NEWS

Gear Up program cost $16 million, yielded mixed results

Dana Ferguson and Jonathan Ellis
Argus Leader

A program meant to increase the numbers of impoverished Native Americans attending college cost taxpayers more than $16 million over the last decade.

But the results of the South Dakota Gear Up program were mixed, according to the most recent evaluation, which was obtained by the Argus Leader. The program's administrators had failed to achieve nearly a dozen key outcomes during 2014-2015 while meeting a half dozen others.

It was one reason, along with red flags in at least two financial audits, that Department of Education Secretary Melody Schopp decided not to renew the Gear Up contract with Mid-Central Educational Cooperative. Hours after learning that the contract wouldn't be renewed, Mid-Central's business manager, Scott Westerhuis, is suspected of killing his wife and four children, setting fire to their Platte, South Dakota home and then killing himself.

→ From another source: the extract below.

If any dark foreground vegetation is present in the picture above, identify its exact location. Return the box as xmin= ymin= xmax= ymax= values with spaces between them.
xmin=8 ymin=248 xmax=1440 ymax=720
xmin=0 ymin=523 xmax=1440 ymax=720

"The fact that Secretary Schopp decided not to renew this contract obviously indicates that she was not happy with how things were going," said Tony Venhuizen, Gov. Dennis Daugaard's chief of staff. "Closing the Native American achievement gap is one of the department's four goals, and this year Secretary Schopp is leading a task force on that subject. It is a tough challenge."

In a letter to Mid-Central detailing the reasons for losing the Gear Up contract, Schopp cited financial problems and failures to follow proper accounting procedures.

"The reason for the non-renewal and termination is that MCEC has failed to successfully implement the program and has failed to comply with the terms of the grant award," Schopp wrote.

State officials are still working to find an institution that can take over the program.

Venhuizen said he'd approached the Board of Regents, but the state has not yet finalized an agreement.

"The hope had been for an orderly and seamless transition from Mid-Central to a new administrator but the sad events in Platte have made that more difficult, and it could lead to a disruption in some Gear Up programming," Venhuizen said in a statement. "We will hope to have the new administrator in place soon."

Paul Turman, South Dakota Board of Regents' vice president for academic affairs, said the board is working with the Department of Education to find state universities that can administer the program.

"Our intent is to work with them to find a partner to make sure the grant moves forward," Turman said Monday. "Our goal is to provide a seamless transition."

Turman said it might take time to put staffing in place, but he believed the summer program at South Dakota School of Mines & Technology could be up and running again next summer.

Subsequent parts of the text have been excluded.